Chapter 9 Testing Associations I: Difference of Means, F-test, and χ2 Test

9.3 Between Two Discrete Variables: The χ2, Part 1

As in the previous section, here you need to recall how we examine potential association between two variables both treated as discrete (Section 7.2.2, https://pressbooks.bccampus.ca/simplestats/chapter/7-2-2-between-two-discrete-variables/). We described such associations through contingency tables, reporting differences of proportions as appropriate.

 

We can start with the simplest, binary case: when the discrete variables have two groups each. Then we compare the groups of interest (categories of one variable) on one of the categories of the other variable. (The example in Chapter 7 we used was to compare the percentage of first-year students who like the campus cafeteria to the percentage of second-year students who do.)

 

The t-test for testing difference of two proportions. When we have only two proportions (or percentages) to compare, we can actually use the same t-test we used for testing differences of means, again treating the difference as a single, normally distributed statistic. Since we have categorical variables, however, and no standard deviations/variances, we resort to measuring population variability by π(1-π) and sample variability by p(1-p)[1]. (See Section 6.7.2, https://pressbooks.bccampus.ca/simplestats/chapter/6-7-2-confidence-intervals-for-proportions/.) We can thus simply substitute that into the formula for z:

 

z=\frac{(p_1 -p_2)-(\pi_1 -\pi_2 )}{\sqrt{\frac{\pi_1(1-\pi_1)}{N_1}+\frac{\pi_2(1-\pi_2)}{N_2}}}

 

where, of course, under the null hypothesis (\pi_1 -\pi_2 )=0. Then, using the sample proportions leaves us with t:

 

t=\frac{(p_1 -p_2)}{\sqrt{\frac{p_1(1-p_1)}{N_1}+\frac{p_2(1-p_2)}{N_2}}}

 

Again, under the null hypothesis the two groups’ proportions are assumed to be the same so effectively we have:

 

t=\frac{(p_1 -p_2)}{\sqrt{p(1-p)(\frac{1}{N_1}+\frac{2}{N_2})}}

 

Let’s revisit the cafeteria-preferences example from Section 7.2.2 to see how the t-test for testing difference of proportions works.

 

Example 9.3 Do You Like the Campus Cafeteria? (A t-Test)

 

In Chapter 7 we imagined that you asked 35 students in your class[2] whether they liked the campus cafeteria: 12 of your classmates said yes (i.e., 34.3 percent), 7 (out of 15) first-years and 5 (out of 20) second-years (46.7 percent of all first-years and 25 percent of all second-years, respectively).

 

We want to know whether the observed in the sample difference in proportions (0.467-0.25=0.217) is statistically significant: can it be generlized to a larger student population, or is it due to a regular sampling variability?

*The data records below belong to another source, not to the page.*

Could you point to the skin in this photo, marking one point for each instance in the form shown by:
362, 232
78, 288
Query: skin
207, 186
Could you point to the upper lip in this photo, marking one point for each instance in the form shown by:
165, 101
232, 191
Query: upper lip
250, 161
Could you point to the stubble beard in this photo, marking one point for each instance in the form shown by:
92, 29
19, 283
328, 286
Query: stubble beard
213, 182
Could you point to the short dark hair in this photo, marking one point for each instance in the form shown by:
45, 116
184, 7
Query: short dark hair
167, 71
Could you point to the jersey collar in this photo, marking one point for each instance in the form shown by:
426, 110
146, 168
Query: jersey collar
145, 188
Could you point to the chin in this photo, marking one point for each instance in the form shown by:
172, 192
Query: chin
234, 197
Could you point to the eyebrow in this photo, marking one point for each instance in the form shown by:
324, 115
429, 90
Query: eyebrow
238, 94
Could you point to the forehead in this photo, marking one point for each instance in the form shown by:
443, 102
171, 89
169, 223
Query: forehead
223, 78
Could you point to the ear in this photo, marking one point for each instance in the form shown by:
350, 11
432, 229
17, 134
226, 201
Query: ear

  • H0: The proportion of first year students who like the cafeteria is the same as the proportion of second year students who do; \pi_1=\pi_2.
  • Ha: The proportion of first year students who like the cafeteria is different than the proportion of second year students who do; \pi_1\neq\pi_2.

Substituting these numbers in the formula we have:

 

t=\frac{(p_1 -p_2)}{\sqrt{p(1-p)(\frac{1}{N_1}+\frac{2}{N_2})}}=\frac{0.467-0.25}{\sqrt{0.343(1-343)(\frac{1}{15}+\frac{1}{20})}}=\frac{0.217}{0.162}=1.34

 

With a t=1.34, df=34, and p=0.189 (i.e., p>0.05) we fail to reject the null hypothesis: at this point we do not have enough evidence to conclude there is a difference between the proportions of first and second year students who like the campus cafeteria. The 21.7 percentage points difference is not statistically significant, and has a high enough probability of being due to random chance.

 

We can check this with a confidence interval too:

  • 95% CI: (p_1 -p_2)\pm1.96\times\sqrt{\frac{p_1(1-p_1)}{N_1}+\frac{p_2(1-p_2)}{N_2}}=0.217\pm1.96\times\sqrt{\frac{0.467(0.533)}{15}+\frac{0.25(0.75)}{20}}=0.217\pm0.316=(-0.099; 0.533)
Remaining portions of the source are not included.